Kimse kadına taş atmaya cesaret edemez…
Çünkü herkes haddinden fazla günahkardır…
Biri kadına taş atacak olsa günahları herkesin içinde ifşa olacaktır…
Kimse taş atmaya cesaret edemeyince,
Hz. İsa kadını affederek oradan gönderir....
Evet, cennetteki yerini babadan kalan miras malı gibi garanti görenler şimdi söyleyin, bakalım…
Hangimiz diğerimizden daha az günahsızız?
Amel defterlerimiz boynumuza asılı kalsaydı acaba kaçımızın birbirine bakacak yüzü olurdu?

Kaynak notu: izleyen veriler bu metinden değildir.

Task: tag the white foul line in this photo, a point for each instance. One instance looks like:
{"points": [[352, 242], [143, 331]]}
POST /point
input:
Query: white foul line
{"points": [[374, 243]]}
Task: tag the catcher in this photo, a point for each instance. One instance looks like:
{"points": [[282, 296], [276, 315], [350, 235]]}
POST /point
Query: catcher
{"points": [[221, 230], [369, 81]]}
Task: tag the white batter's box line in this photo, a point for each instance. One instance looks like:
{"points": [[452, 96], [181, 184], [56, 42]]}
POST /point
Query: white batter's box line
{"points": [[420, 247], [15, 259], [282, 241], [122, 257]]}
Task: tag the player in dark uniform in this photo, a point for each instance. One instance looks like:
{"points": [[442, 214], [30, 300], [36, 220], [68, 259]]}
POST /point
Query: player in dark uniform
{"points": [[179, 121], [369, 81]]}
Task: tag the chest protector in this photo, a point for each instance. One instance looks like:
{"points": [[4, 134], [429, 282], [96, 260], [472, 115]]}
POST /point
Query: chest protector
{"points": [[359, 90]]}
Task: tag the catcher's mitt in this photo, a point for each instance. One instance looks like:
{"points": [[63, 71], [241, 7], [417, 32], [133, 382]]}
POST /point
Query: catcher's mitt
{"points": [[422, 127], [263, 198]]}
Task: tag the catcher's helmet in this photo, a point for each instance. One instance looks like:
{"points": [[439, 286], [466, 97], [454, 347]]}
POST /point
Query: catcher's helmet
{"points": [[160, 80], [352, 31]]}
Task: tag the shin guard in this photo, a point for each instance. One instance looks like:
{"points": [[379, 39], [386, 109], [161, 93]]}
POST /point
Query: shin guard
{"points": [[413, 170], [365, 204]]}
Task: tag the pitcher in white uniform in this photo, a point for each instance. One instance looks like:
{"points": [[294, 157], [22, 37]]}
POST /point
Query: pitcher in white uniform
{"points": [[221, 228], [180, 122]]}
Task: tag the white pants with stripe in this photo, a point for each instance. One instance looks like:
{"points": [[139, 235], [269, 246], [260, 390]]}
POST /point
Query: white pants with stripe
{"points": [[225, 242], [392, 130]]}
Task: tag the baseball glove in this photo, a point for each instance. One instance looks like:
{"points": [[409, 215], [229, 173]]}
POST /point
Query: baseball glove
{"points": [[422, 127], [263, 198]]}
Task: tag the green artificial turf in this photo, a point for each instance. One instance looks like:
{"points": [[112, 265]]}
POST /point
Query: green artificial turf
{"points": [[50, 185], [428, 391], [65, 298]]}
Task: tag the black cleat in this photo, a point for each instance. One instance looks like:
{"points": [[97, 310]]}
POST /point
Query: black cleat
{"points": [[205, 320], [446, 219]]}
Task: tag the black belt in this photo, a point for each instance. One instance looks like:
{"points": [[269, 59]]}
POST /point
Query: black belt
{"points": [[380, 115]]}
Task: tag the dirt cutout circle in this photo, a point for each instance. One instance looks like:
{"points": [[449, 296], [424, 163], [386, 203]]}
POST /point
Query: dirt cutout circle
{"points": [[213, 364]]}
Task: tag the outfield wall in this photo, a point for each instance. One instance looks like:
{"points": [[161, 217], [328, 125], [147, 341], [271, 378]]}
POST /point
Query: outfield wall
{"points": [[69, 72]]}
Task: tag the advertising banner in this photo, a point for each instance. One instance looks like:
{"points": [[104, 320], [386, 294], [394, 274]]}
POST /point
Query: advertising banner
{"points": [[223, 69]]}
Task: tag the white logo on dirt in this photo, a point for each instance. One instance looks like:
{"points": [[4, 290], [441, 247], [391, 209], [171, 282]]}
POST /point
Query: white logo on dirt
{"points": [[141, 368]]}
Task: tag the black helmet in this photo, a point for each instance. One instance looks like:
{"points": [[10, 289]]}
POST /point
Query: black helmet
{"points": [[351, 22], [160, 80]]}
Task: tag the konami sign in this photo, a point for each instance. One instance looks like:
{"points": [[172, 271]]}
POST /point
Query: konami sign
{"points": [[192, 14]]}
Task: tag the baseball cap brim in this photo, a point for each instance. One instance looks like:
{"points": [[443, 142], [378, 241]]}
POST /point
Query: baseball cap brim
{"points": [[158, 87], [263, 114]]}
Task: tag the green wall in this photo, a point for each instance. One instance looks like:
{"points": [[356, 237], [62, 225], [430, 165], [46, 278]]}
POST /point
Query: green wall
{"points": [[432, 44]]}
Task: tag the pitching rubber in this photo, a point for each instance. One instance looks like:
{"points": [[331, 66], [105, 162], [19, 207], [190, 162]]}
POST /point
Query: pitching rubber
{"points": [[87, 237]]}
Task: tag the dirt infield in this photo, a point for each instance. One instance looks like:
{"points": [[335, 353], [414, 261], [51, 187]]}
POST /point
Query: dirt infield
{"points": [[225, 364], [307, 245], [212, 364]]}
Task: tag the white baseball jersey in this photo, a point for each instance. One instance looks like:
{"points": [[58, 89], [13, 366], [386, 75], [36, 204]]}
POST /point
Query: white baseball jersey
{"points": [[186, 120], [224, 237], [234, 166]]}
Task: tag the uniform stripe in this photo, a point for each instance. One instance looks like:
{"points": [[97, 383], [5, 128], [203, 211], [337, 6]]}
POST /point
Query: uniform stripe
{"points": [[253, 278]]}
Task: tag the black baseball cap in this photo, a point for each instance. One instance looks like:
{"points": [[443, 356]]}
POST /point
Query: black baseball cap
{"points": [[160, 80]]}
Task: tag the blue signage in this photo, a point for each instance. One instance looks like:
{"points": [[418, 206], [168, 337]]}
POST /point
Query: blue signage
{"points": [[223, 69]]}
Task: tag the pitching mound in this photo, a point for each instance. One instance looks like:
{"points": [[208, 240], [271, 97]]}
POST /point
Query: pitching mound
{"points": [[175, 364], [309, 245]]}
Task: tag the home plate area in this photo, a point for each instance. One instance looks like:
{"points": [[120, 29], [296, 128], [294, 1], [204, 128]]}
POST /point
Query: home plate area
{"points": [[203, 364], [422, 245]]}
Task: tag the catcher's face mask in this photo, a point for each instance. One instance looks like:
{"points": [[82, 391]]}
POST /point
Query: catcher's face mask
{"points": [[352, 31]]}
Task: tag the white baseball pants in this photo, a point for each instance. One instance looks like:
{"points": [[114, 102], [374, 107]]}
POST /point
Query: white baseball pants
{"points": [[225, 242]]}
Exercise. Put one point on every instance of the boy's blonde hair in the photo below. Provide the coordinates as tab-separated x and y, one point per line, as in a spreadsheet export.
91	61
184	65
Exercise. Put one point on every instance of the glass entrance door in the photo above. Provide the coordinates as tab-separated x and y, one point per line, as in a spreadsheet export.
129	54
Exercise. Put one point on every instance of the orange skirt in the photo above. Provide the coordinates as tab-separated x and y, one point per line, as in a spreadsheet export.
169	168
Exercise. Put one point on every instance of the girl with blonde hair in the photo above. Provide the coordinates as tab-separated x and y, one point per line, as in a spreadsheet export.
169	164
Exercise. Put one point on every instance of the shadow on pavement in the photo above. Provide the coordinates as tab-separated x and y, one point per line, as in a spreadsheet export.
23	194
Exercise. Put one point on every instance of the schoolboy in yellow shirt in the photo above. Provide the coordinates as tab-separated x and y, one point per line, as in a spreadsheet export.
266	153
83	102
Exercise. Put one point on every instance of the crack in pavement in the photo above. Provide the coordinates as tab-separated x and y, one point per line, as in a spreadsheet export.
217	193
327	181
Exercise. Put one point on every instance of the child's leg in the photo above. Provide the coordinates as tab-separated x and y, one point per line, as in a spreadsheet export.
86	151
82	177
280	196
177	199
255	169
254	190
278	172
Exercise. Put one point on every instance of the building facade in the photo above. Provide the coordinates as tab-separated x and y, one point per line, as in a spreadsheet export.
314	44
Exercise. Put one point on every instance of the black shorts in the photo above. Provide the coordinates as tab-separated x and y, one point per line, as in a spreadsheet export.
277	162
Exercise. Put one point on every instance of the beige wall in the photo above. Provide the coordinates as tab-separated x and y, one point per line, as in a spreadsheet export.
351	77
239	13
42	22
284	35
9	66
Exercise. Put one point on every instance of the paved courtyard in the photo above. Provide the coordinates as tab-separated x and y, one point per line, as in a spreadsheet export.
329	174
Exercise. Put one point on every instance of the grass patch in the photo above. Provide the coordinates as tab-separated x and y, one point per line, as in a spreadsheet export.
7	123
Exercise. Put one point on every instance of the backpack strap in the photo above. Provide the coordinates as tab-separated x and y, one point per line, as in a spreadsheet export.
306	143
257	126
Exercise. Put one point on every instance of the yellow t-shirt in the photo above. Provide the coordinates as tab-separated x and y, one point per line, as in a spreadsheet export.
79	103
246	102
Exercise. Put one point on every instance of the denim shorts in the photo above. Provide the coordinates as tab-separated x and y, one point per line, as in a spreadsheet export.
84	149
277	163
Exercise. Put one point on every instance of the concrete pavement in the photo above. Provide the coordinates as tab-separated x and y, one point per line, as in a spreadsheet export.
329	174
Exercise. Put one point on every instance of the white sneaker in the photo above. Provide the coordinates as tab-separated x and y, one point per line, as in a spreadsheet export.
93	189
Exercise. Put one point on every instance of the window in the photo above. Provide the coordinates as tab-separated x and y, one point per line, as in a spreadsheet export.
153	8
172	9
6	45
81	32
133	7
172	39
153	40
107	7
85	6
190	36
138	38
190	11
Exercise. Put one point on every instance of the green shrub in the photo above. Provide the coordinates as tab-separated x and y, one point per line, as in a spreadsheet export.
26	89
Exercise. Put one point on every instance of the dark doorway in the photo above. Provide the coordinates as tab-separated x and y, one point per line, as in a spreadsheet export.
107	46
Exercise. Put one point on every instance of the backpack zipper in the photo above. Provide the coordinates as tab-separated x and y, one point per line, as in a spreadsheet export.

Veyahut, günahlarımızın rengi yüzümüze yansısaydı kaç tanemiz sokaklarda rahat gezebilirdik?
Sorular çok ağır mı oldu?
Ahirette daha ağırı olacak…
Evet, hiç birimiz günahsız veya hatasız değiliz…
Ama her nedense hepimiz cüretkarız…
Her birimiz, başkalarının günahlarını ve hatalarını izlemekten, onları yargılamaktan, kendi günahımızla ve hatalarımızla yüzleşmeye vakit bulamıyoruz...
Allah affederken, kul yargılıyor.
Kula, kulun sorması gereken soruları sormamız lazım iken, Allah'ın soracağı soruları soruyoruz...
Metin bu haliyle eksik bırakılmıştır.